The building was the only residential property owned by the city that was not public housing, as IndyBay reported last year, but in 2013, the Mayor decided to dissolve the building's board and turn it over to Mercy Housing. A Department of Building Inspection inspector told SF Weekly at the time that the large and serious number of maintenance issues at the property, including mold and hot water heaters that needed replacement, "would have gotten any private landlord in major trouble." Mercy was trying to address the problem with the rent increases, clearly, and the city conducted an audit of the tenants to determine what their rents should be, as aligned with other nearby public housing projects — with "affordable" defined as 30 percent of one's income.

Such increases, though, were hard to swallow for many of these tenants, especially given the original rent-to-own promise at Midtown — not to mention the fact that this building was one of a number of piece of replacement housing constructed expressly to house residents displaced by the SF Redevelopment Agency's infamous bulldozing of much of the original Fillmore District in the 1960s in the name of "urban renewal."

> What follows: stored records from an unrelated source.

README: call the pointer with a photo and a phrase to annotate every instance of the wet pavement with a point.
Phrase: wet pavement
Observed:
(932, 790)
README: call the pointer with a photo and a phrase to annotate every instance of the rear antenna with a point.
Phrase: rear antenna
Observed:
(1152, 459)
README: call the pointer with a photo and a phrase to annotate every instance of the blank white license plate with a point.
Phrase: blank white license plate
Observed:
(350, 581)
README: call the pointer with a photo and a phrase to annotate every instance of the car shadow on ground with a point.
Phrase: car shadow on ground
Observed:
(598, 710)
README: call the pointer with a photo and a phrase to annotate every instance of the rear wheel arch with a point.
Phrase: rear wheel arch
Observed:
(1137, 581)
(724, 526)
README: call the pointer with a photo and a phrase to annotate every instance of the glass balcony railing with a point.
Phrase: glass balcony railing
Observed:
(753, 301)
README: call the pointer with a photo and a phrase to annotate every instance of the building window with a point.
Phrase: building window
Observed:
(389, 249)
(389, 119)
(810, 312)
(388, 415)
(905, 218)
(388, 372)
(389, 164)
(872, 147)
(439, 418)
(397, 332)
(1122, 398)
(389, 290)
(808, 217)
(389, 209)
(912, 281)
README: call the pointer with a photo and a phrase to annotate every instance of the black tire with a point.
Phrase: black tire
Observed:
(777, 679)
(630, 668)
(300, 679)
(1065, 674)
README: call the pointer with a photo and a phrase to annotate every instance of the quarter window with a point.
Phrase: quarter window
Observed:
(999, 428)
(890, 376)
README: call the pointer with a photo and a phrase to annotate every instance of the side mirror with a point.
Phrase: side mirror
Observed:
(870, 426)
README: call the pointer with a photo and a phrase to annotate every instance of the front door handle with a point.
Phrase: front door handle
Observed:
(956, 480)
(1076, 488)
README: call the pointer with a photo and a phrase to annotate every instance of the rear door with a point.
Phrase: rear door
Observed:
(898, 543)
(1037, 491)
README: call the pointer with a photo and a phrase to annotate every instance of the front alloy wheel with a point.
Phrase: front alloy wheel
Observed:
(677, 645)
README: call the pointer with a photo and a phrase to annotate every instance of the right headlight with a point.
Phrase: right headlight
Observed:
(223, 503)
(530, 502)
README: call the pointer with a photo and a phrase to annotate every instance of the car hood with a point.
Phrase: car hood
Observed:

Now the tenants are engaged in the largest and most sustained rent strike in the city since 1978, since the Ping Yuen public housing strike in Chinatown.

Activists have taken up the Midtown cause and aligned it to the Black Lives Matter movement, and started this website and petition campaign. The building remains, however, a potential major liability and it remains to be seen who will step in to cover the $38 million bill — which on the surface would seem to be a prime candidate for a piece of the $310 million in bond money for affordable housing construction and rehabilitation that voters approved as part of Prop A last November.

There are echoes here of the recent dustup, just settled out of court, over the nearby Section 8 project Frederick Douglas Haynes Gardens at 1049 Golden Gate Avenue. In that case, once the affordable complex's mortgage had been paid off, the non-profit board began shopping for market-rate buyers — and Former City Attorney Louise Renne told the Chronicle that this would likely be just the first of many battles over the neighborhood's multiple affordable and public housing projects as their mortgages got paid off.